Dicen que la tradición de tomar las uvas en Nochevieja viene de 1909, cuando unos viticultores alicantinos, tras una buena cosecha de uva blanca, tuvieron la idea de vender paquetes de doce uvas para comer en Fin de Año, convirtiéndose posteriormente en tradición.
Pero hay registros previos que dicen que en el Madrid de 1880 la burguesía copió la costumbre gabacha de hacer fiestas privadas en Navidad donde se bebía champán acompañado con uvas. Al mismo tiempo, el ayuntamiento había prohibido las fiestas callejeras navideñas, por lo que la gente, para protestar, empezó a reunirse en el reloj de la Puerta del Sol a escuchar las campanadas, comiendo uvas a modo de crítica burlona. A partir de ahí, la costumbre acabó extendiéndose a todo el país y a Latinoamérica, donde la gente se reúne en las plazas de los pueblos para cumplimentar el rito.
El cambio de año tiene contenidos simbólicos que hacen referencia al fin de una etapa y el comienzo de otra; las doce uvas representan los doce meses del año a estrenar, y la pericia en masticarlas y engullirlas, la capacidad para afrontar los retos que se nos presentan.
Las uvas blancas simbolizan la prosperidad y las rojas la pasión, así que lo más razonable sería mezclarlas.
La tradición de las uvas es una de las últimas reliquias que nos quedan de ser una comunidad de destino en lo universal, como el chocolate con churros en Año Nuevo. Ya me tarda que algunos empiecen a comer panellets, gildas o aceitunas en vez de uvas, por aquello de la diversidad.
Todo muy bonito y tradicional pero lo de comerse doce uvas en doce segundos me parece una proeza que nos cuesta muchos atragantamientos fatales.
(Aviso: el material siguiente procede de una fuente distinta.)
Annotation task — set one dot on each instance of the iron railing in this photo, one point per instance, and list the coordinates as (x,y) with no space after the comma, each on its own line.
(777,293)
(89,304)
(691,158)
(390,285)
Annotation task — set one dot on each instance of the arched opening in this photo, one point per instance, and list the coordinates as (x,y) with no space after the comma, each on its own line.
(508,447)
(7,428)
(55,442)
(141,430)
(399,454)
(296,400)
Si las comes a pela y pipo, se hacen bola y acabas como un hámster, sin poderlas deglutir; y si las comes peladas, aunque más livianas, resultan imposibles de acompasar con las campanadas.
Otros pueblos menos aguerridos tienen costumbres más razonables a la hora del tránsito de año. Los italianos comen lentejas, los portugueses pasas y los japoneses fideos largos y finos que simbolizan longevidad; claro que los nipones son más prácticos y los templos budistas tañen 108 campanadas (así cualquiera).
Esta noche caben dos posturas: la del que aguanta el tirón para recibir el año y se la juega comiendo las uvas en doce segundos, después de haber mandado la foto de los langostinos por wasap, y la del realista que, acabando de cenar, manda disolverse a los presentes y espera las campanadas para asegurarse de que este año de sinrazones se acaba de una vez.
¡Feliz Año Nuevo!
Y apunten el hashtag: «Boicot a las doce uvas, coman solo seis». Pásalo.